Once I decided to pursue an IT career and made it known to friends and family, everyone started coming out of the woodwork asking for help with their home computers, home-based networks, etc.

Since I don't have any "professional" IT experience (i.e., get paid for it), I figure it can't hurt to list the troubleshooting I've done over the past 4 months on my resume to show that I have some knowledge and can apply it in real-world scenarios.

I'm just not sure how to list it -- any thoughts?

Comments

  • jtoastjtoast Posts: 226Member
    I started my own company just for this reason. When I talk to potential employers I say that I do consulting/in-house repair on the side between full-time contract positions. I also make it very clear that I have no long term commitments on the side and that should they hire me they have me 100%.
  • lalooshlaloosh Posts: 20Member ■□□□□□□□□□
    So did you actually register your business with your county clerk, create a website, advertise, etc.?

    Or did you just list it on your resume as "<Insert Name Here> Computer Repair" (or some business name)?
  • jtoastjtoast Posts: 226Member
    I just listed "Jtoast's Consulting" on my resume with me as owner. It was more of a way to cover periods of unemployement than anything else.

    I eventually ended up printing up some business cards and asked friends and family to pass them on to people who could use my help. This led to me beginning to actually make a little money and get some real experience.
  • DevilsbaneDevilsbane Posts: 4,212Member
    Sounds like a great idea to me. It doesn't need to be an official company.
    Decide what to be and go be it.
  • WillTech105WillTech105 Posts: 216Member
    Yes do this -- I filled in my unemployment gap with Consulting and self-employed. Which IS true, yet I took advantage of the downtime when I had no client work to do and studied my arse off.

    It looks alot better on a resume to put something down that you are active working instead of the impression of "i sat on the couch watching TV all day" impression.
    In Progress: CCNP ROUTE
  • ViLeNTViLeNT Posts: 33Member ■■□□□□□□□□
    laloosh wrote: »
    I've worked for various dot-coms and a couple of tech-based companies for the past 10 years (mostly in an editorial capacity) but got laid off in January.

    Once I decided to pursue an IT career and made it known to friends and family, everyone started coming out of the woodwork asking for help with their home computers, home-based networks, etc.

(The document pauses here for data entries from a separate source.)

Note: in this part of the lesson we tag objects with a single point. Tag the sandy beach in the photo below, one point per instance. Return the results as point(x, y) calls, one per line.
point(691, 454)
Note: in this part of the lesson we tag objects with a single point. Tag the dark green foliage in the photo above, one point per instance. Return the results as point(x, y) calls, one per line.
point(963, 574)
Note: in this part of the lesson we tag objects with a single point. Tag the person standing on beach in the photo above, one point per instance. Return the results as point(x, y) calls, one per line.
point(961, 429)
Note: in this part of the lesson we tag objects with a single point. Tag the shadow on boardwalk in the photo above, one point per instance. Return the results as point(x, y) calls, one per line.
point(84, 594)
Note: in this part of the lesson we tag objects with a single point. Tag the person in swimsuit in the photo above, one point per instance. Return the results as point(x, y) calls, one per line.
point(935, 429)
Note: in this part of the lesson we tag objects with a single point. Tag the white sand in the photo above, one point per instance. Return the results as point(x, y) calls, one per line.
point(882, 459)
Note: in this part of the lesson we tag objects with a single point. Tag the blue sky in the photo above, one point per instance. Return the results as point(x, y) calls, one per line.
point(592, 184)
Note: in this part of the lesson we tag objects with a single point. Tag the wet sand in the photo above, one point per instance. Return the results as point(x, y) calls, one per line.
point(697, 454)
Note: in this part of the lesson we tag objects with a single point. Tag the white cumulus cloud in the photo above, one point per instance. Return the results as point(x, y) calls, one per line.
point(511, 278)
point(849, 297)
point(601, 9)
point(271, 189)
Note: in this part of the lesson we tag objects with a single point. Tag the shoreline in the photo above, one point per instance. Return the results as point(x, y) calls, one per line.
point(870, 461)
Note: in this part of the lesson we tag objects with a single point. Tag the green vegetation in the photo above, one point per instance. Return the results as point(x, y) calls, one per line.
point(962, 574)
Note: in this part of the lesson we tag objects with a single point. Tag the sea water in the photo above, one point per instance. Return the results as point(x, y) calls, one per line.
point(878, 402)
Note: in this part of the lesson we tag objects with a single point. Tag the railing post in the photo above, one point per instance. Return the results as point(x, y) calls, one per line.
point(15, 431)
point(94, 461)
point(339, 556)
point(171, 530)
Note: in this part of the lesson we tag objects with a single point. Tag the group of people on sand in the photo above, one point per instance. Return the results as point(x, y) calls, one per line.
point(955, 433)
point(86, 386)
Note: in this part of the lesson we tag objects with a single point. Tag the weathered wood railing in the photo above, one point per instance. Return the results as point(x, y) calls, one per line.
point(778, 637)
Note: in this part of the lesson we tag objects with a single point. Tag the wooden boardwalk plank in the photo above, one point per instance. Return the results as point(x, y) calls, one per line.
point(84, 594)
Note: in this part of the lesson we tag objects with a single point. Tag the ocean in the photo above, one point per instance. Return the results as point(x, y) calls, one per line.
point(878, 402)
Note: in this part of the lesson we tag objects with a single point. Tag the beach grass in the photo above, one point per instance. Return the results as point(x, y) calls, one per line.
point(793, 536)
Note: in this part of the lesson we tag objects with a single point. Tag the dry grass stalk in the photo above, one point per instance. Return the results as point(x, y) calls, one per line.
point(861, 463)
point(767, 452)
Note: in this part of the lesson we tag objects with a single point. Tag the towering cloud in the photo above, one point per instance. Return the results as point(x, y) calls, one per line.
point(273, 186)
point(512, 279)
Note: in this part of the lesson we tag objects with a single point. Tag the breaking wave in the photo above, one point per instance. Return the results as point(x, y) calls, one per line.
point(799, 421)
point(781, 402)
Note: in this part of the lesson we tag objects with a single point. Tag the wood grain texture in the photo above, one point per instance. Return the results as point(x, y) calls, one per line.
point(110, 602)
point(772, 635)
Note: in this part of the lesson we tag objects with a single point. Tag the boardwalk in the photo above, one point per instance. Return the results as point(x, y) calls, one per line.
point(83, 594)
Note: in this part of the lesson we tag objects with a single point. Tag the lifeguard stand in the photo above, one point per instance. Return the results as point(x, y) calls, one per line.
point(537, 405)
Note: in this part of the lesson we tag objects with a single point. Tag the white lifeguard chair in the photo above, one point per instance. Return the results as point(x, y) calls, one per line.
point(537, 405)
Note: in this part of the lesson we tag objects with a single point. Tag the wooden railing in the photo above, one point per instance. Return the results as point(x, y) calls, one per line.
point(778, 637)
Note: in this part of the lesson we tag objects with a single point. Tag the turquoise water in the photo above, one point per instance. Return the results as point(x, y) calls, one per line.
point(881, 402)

    Since I don't have any "professional" IT experience (i.e., get paid for it), I figure it can't hurt to list the troubleshooting I've done over the past 4 months on my resume to show that I have some knowledge and can apply it in real-world scenarios.

    I'm just not sure how to list it -- any thoughts?

    Go along with what everyone is saying here, put yourself down as being self-employed thats great advice so an employer knows you are proactive, then simply list all of the technical expereince and duties you performed for these home desktop users.

    What type of job are you looking for in the IT field? It sounds to me like your current experience sets you up to be Support Level I / Helpdesk.
  • QordQord Senior Member Posts: 628Member ■■■■□□□□□□
    I would either list it as "relevant experience" or under an "independent computer consultant" position. Or you could explain it in your cover letter as pro-bono work done for members of your community.

    Experience is experience, and you should not leave it out if it could be relevant to the job you're going for.